Buchzusammenfassung
Grant Achatz has won multiple awards for his cooking, including being named the best American chef and owning the best American restaurant. He owns three Chicago restaurants: Alinea, Next and The Aviary.
From a young age, Grant Achatz was immersed in the culinary world, starting with small tasks at his family’s restaurants before advancing to cooking by age ten and becoming a line cook at fourteen. These early experiences gave him a strong foundation, which he built upon at the Culinary Institute of America and through internships, including one at Cygnus under Chef Jeff Kerr, who recognized his talent and introduced him to transformative ideas. Inspired by a feature in *Wine Spectator*, Grant pursued an opportunity at The French Laundry, where Chef Thomas Keller’s mentorship and the calm, collaborative kitchen environment allowed him to thrive. There, Grant mastered intricate techniques, worked with rare ingredients, and contributed to groundbreaking dishes. After leaving in 2001, he transformed Trio into a Midwest culinary destination, earning critical acclaim with innovative menus and sensory-driven dining experiences.
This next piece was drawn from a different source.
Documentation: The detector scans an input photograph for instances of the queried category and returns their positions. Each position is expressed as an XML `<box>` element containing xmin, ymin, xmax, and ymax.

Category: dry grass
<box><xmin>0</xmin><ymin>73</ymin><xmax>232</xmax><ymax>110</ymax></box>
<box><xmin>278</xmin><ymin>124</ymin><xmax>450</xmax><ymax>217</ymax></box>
His success at Trio led to a partnership with Nick Kokonas to create Alinea, an avant-garde restaurant that redefined fine dining and achieved instant acclaim despite some criticism. While battling stage four tongue cancer, Grant’s resilience and leadership kept Alinea thriving, and his recovery brought renewed focus, leading to the creation of Next, a restaurant with a constantly evolving menu. Throughout his journey, Grant’s drive to innovate was shaped by both challenges and moments of inspiration, including a transformative meal in Tuscany that reignited his passion for authentic, heartfelt cuisine.